LG Rollable Teardown Reveals Fatal Hardware Flaws
iFixit's teardown of LG's 2021 rollable phone prototype uncovers jamming motors, fragile mechanisms, and high costs that prevented its release. The analysis explains persistent barriers to commercial rollable smartphones, tempering hype around flexible displays amid foldable dominance.

LG poured years into this 6.8-inch device, which expanded to 7.4 inches via a motorized flexible OLED panel. The teardown highlights the motor's vulnerability: a tiny stepper jammed by debris or wear, halting the roll entirely. LG even included a manual override string, a desperate hack underscoring production unreadiness.

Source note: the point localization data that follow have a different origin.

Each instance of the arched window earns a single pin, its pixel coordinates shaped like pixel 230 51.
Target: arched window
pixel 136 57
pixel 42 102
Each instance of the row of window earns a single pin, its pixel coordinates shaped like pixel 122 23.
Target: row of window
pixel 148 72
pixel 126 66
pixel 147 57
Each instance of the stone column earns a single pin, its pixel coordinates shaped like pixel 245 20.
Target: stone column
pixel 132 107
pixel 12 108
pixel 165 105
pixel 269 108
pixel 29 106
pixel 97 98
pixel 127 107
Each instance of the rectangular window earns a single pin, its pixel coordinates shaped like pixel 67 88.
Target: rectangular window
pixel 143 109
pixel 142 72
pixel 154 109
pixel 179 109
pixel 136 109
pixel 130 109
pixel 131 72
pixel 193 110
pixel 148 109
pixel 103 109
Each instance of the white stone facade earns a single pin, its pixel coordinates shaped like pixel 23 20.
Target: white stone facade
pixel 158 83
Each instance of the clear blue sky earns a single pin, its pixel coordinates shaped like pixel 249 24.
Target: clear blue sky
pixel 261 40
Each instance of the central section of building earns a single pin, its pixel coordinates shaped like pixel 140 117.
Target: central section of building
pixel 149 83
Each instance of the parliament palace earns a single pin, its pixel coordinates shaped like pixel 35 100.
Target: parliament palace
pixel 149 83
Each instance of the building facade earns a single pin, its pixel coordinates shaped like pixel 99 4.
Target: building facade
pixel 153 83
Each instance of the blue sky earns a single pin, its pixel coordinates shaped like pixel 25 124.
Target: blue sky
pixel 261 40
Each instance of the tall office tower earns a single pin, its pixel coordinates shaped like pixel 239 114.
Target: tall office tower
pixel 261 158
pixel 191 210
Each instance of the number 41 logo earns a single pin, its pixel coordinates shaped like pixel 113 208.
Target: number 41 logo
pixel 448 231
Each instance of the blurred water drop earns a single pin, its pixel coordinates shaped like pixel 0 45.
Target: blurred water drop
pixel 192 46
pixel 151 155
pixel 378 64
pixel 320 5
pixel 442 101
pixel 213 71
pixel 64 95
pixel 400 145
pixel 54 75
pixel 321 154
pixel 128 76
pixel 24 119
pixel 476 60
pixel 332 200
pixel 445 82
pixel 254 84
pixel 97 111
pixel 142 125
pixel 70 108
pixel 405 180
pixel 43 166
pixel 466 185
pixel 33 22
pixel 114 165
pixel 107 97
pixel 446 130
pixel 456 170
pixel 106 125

These findings arrive as foldables dominate premium Android sales, with Samsung shipping over 10 million Galaxy Z units last year. Rollables promised smoother expansion without creases, but the teardown's X-rays show motor housings warping under torque and batteries squeezed into awkward spaces, compromising capacity and safety.

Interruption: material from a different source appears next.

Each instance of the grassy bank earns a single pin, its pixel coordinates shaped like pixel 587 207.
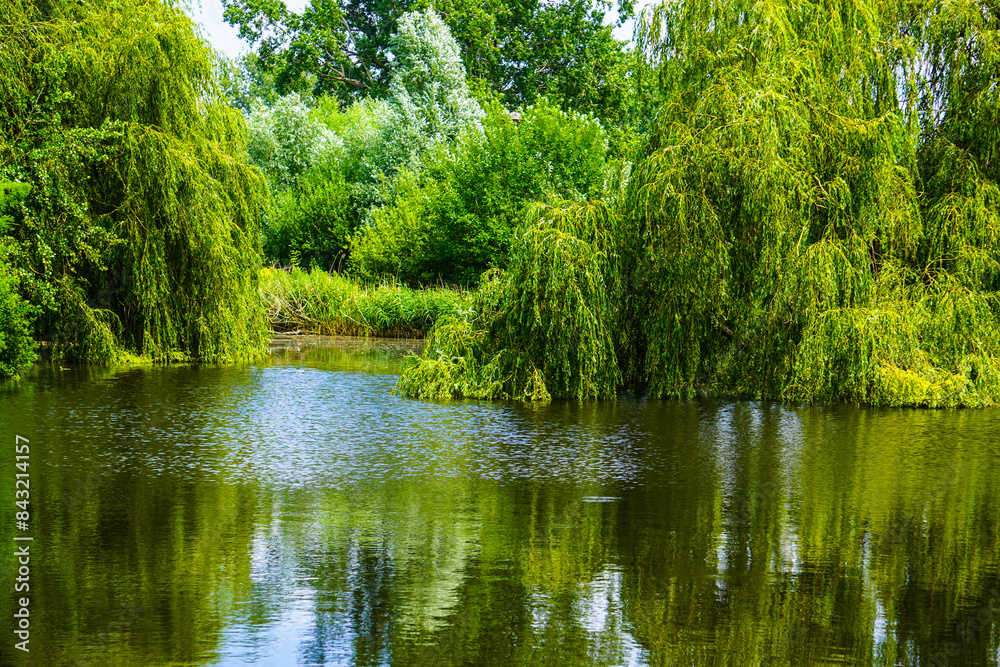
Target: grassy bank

Cost compounds the problem. LG's prototype demanded custom actuators and reinforced hinges priced beyond mass-market viability—estimates pegged retail at $2,000-plus. No wonder LG abandoned phones altogether in 2021, folding the tech into TVs instead.

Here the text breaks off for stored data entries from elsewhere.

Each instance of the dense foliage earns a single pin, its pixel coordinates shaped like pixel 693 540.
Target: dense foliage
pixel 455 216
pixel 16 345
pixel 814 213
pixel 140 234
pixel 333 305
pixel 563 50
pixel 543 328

Samsung and Motorola toy with rollables in patents, but this teardown serves as a stark warning. Durability tests showed the screen delaminating after 100,000 cycles, far short of foldable benchmarks. Without breakthroughs in nanomaterials or piezoelectrics, rollables risk remaining lab curiosities.
The industry shifts toward tri-fold designs and ultra-thin glass. LG's relic proves form-factor innovation demands ruthless engineering trade-offs—prioritizing reliability over novelty. Expect rollables to stay shelved until costs halve and jams become history.